Springer Nature published its first machine-generated book, compiled using an algorithm developed by researchers from Goethe University. This collaboration broke new ground with the first machine-generated book to be published by a scholarly publisher.
The book offers an overview of new research publications on lithium-ion batteries – a structured, automatically generated summary of a large number of current research articles. It gives researchers an overview of the latest research in this rapidly growing field, allowing them to manage the information efficiently. The book is available as free download.

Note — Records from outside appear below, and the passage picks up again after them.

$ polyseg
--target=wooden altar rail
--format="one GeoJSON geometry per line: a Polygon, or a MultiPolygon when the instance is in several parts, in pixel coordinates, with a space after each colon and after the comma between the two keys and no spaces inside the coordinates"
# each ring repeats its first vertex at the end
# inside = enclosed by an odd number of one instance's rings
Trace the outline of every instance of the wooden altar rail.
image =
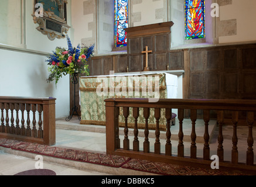
{"type": "Polygon", "coordinates": [[[0,138],[55,144],[55,100],[52,98],[0,96],[0,138]],[[31,125],[30,113],[33,115],[31,125]]]}
{"type": "MultiPolygon", "coordinates": [[[[256,111],[256,101],[249,100],[217,100],[217,99],[161,99],[158,102],[149,103],[148,99],[129,99],[129,98],[111,98],[105,100],[106,109],[106,140],[107,153],[112,155],[123,155],[131,158],[148,160],[155,161],[162,161],[169,163],[190,165],[192,167],[204,167],[210,169],[209,122],[210,121],[210,111],[215,110],[217,114],[217,122],[219,124],[219,136],[217,141],[219,146],[216,153],[220,161],[220,169],[229,171],[246,171],[256,174],[256,167],[254,164],[254,151],[252,146],[254,140],[252,137],[252,126],[254,122],[254,115],[256,111]],[[120,148],[120,139],[119,136],[118,116],[120,108],[123,108],[123,115],[125,119],[124,127],[124,138],[123,148],[120,148]],[[134,130],[134,138],[133,147],[130,149],[129,140],[128,136],[127,117],[130,115],[129,108],[132,108],[132,114],[135,119],[135,127],[134,130]],[[138,138],[138,130],[136,127],[137,119],[139,116],[139,108],[144,108],[143,115],[145,119],[145,141],[143,151],[139,150],[138,138]],[[149,141],[148,138],[149,130],[148,129],[148,119],[149,116],[149,109],[155,109],[155,117],[156,119],[156,139],[154,152],[149,151],[149,141]],[[166,143],[165,153],[161,152],[161,143],[159,141],[160,131],[159,129],[159,119],[161,116],[161,109],[165,109],[166,119],[166,143]],[[178,153],[172,152],[171,131],[170,130],[170,120],[172,109],[178,109],[178,118],[179,121],[179,144],[178,153]],[[189,109],[190,112],[192,121],[190,157],[184,155],[183,121],[184,119],[184,110],[189,109]],[[203,110],[203,120],[205,129],[204,134],[203,158],[197,157],[196,134],[195,131],[196,120],[197,119],[197,110],[203,110]],[[224,140],[222,127],[224,125],[224,112],[231,111],[232,113],[232,123],[233,134],[232,138],[233,147],[231,150],[231,161],[224,160],[223,141],[224,140]],[[238,137],[237,135],[237,126],[238,122],[238,111],[247,112],[247,121],[245,123],[248,127],[248,146],[246,154],[246,163],[238,162],[238,153],[237,149],[238,137]]],[[[214,119],[216,120],[216,119],[214,119]]],[[[133,138],[133,137],[132,137],[133,138]]],[[[230,140],[229,140],[230,141],[230,140]]]]}

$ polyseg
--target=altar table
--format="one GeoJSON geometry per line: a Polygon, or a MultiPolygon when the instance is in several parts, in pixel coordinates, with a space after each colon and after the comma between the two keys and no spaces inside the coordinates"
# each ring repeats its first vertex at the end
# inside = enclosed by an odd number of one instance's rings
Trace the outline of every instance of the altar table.
{"type": "MultiPolygon", "coordinates": [[[[80,78],[79,83],[81,124],[105,125],[104,100],[108,98],[122,97],[153,99],[155,96],[158,96],[158,98],[177,98],[178,77],[168,73],[148,72],[81,77],[80,78]],[[131,80],[130,82],[128,81],[129,78],[131,80]],[[148,82],[149,84],[148,84],[148,82]],[[158,88],[159,95],[156,94],[158,90],[158,88]],[[115,92],[112,92],[113,91],[115,92]]],[[[130,115],[128,119],[128,127],[131,128],[134,127],[132,109],[130,108],[130,115]]],[[[138,128],[144,129],[143,109],[139,109],[139,113],[138,128]]],[[[159,119],[161,130],[166,130],[166,129],[165,115],[165,110],[162,109],[161,117],[159,119]]],[[[119,122],[120,127],[124,127],[124,117],[122,116],[122,108],[120,108],[119,122]]],[[[150,117],[148,119],[149,129],[155,129],[155,126],[154,109],[151,109],[150,117]]]]}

The process, developed under the direction of Assistant Professor Christian Chiarcos with the Applied Computational Linguistics (ACoLi) lab of Goethe University, consists of various components that analyse text content so that relevant publications from the content platform SpringerLink are automatically selected and processed. These peer-reviewed Springer Nature publications undergo a similarity-based clustering in order to arrange the source documents into coherent chapters and sections.
Succinct summaries of the articles are created within the chapters. Extracted and paraphrased passages from the source documents are referenced by hyperlinks which allow readers to further explore the original document. Automatically created introductions, tables of contents and reference sections facilitate the orientation within the book.
“This publication has allowed us to demonstrate the degree to which the challenges of machine-generated publications can be solved when experts from scientific publishers collaborate with computer linguists,” explained Professor Chiarcos. “The project also enabled us to better understand the expectations of authors, editors, publishers and consumers – with regard to both scientific and economic requirements.”
Henning Schoenenberger, Director Product Data & Metadata Management at Springer Nature, added: “While research articles and books written by researchers and authors will continue to play a crucial role in scientific publishing, we foresee many different content types in academic publishing in the future: from yet entirely human-created content creation to a variety of blended man-machine text generation to entirely machine-generated text. This prototype is a first important milestone we reached, and it will hopefully also initiate a public debate on the opportunities, implications, challenges and potential risks of machine-generated content in scholarly publishing.”